We were allowed to enter the plant last Monday, ahead of Japan’s one-year anniversary of the earthquake and tsunami, which triggered the world’s worst nuclear crisis since Chernobyl. The media tour was the first to take place since the Japanese government announced in December that reactors at the plant had reached a stage of cold shutdown. We were allowed to cover not just from inside a bus, but from a certain outlying spot close to a reactor building for 15 minutes.
The pictures and TV footage of the explosion at Fukushima Daiichi that followed the disaster had filled me with fear. Although the government and the plant operator Tokyo Electric Power Co (TEPCO) had explained at the time, that it was a “hydrovolcanic explosion” we had witnessed, the blast appeared more like the explosion of the atomic reactor itself. “Can we keep on living in this country?” “Would this incident end up forcing Tokyo and nearby residents to abandon home to escape?” I can easily recall the fears I felt at the time of the explosion.
When I received the offer to do this assignment, honestly, I struggled against a feeling of fear, thinking about its potential risk. But then I recalled the reason why I chose the job of a news photographer. A key motivation was that I wanted to be “an eyewitness of the historical moment.” I just could not refuse the offer and decided to take the opportunity to enter Japan’s ground zero.

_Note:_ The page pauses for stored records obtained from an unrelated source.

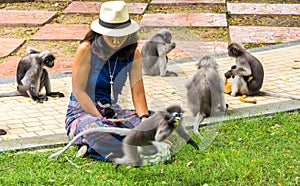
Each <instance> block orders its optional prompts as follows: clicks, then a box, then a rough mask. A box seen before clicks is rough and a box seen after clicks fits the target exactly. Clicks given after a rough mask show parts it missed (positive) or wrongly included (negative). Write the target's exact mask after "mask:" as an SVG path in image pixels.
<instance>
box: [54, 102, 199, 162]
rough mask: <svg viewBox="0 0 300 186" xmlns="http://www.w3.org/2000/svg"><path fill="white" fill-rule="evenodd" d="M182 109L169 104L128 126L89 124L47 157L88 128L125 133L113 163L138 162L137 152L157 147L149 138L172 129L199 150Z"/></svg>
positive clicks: (151, 137) (150, 152) (89, 131)
mask: <svg viewBox="0 0 300 186" xmlns="http://www.w3.org/2000/svg"><path fill="white" fill-rule="evenodd" d="M181 119H182V109H181V107H180V106H179V105H171V106H169V107H168V108H167V109H166V110H164V111H158V112H156V113H154V114H153V115H151V116H150V117H149V118H148V119H146V120H144V121H143V122H142V123H140V124H139V125H138V126H136V127H135V128H133V129H127V128H91V129H87V130H85V131H83V132H81V133H79V134H78V135H76V136H75V137H74V138H73V139H72V140H71V141H70V142H69V143H68V144H67V145H66V146H65V147H64V148H63V149H62V150H60V151H58V152H56V153H54V154H52V155H51V156H50V157H49V158H53V157H57V156H59V155H61V154H62V153H63V152H65V151H66V150H67V149H68V148H69V147H70V146H71V145H72V144H73V143H74V142H75V141H76V140H77V139H78V138H80V137H81V136H83V135H85V134H87V133H91V132H108V133H115V134H119V135H122V136H126V137H125V138H124V139H123V142H122V149H123V152H124V156H123V157H122V158H115V159H113V160H112V161H114V162H115V164H116V166H118V165H120V164H133V165H135V166H141V165H142V160H141V157H140V154H143V155H153V154H155V153H157V148H156V147H155V146H154V145H153V144H152V141H158V142H160V141H163V140H165V139H166V138H168V137H169V136H170V135H171V133H172V132H173V131H174V130H175V131H176V133H177V134H178V135H179V136H180V137H181V138H183V139H184V140H185V141H186V142H187V144H190V145H192V146H193V147H194V148H195V149H196V150H199V147H198V145H197V143H196V142H195V141H194V140H193V139H192V138H191V136H190V135H189V134H188V133H187V131H186V130H185V128H184V126H183V125H182V123H181Z"/></svg>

During the tour, we were strictly required to wear a full-face mask, protective suits, shoe covers, and globe, and carry an alarm pocket dosimeter (APD). We also had to receive a screening test and a white blood cell scanning test before and after the tour. Frankly speaking, it was not at all a perfect condition to take pictures, with a full-face mask which made me feel unbearably hot. Camera equipment was also required to be wrapped by plastic bags to avoid radioactive contamination. A goggle with the full-face mask was misted due to sweat and humidity, which occasionally made it difficult to see anything in the viewfinder.

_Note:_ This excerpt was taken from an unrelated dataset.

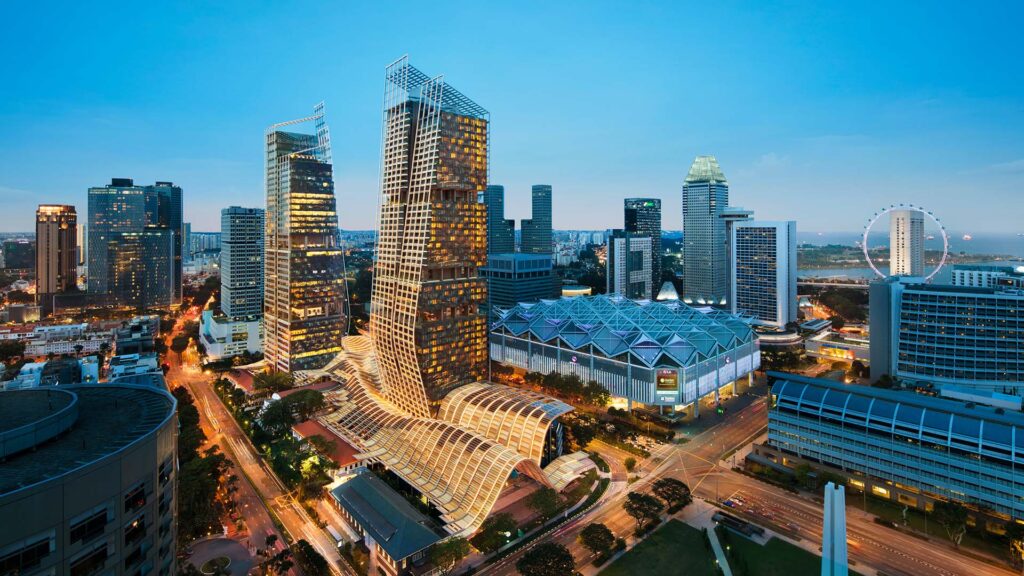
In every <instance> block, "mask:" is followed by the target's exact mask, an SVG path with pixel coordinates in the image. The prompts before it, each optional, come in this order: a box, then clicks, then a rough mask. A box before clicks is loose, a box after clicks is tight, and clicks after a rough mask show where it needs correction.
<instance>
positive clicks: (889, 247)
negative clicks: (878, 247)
mask: <svg viewBox="0 0 1024 576" xmlns="http://www.w3.org/2000/svg"><path fill="white" fill-rule="evenodd" d="M889 274H890V275H891V276H924V274H925V214H924V213H923V212H921V210H893V211H892V212H889Z"/></svg>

Aside from tireless debate over the pros and cons of Japan’s nuclear and energy policy, and the status of TEPCO and its plant workers, I only would like obediently to express my thanks to the plant workers, who have made incredible efforts to cope with the crisis under horrible conditions. On top of the radiation fears, their operation must have been a lot more difficult during summer season. I want to help out the best I can – by taking pictures and reporting the status of the crisis.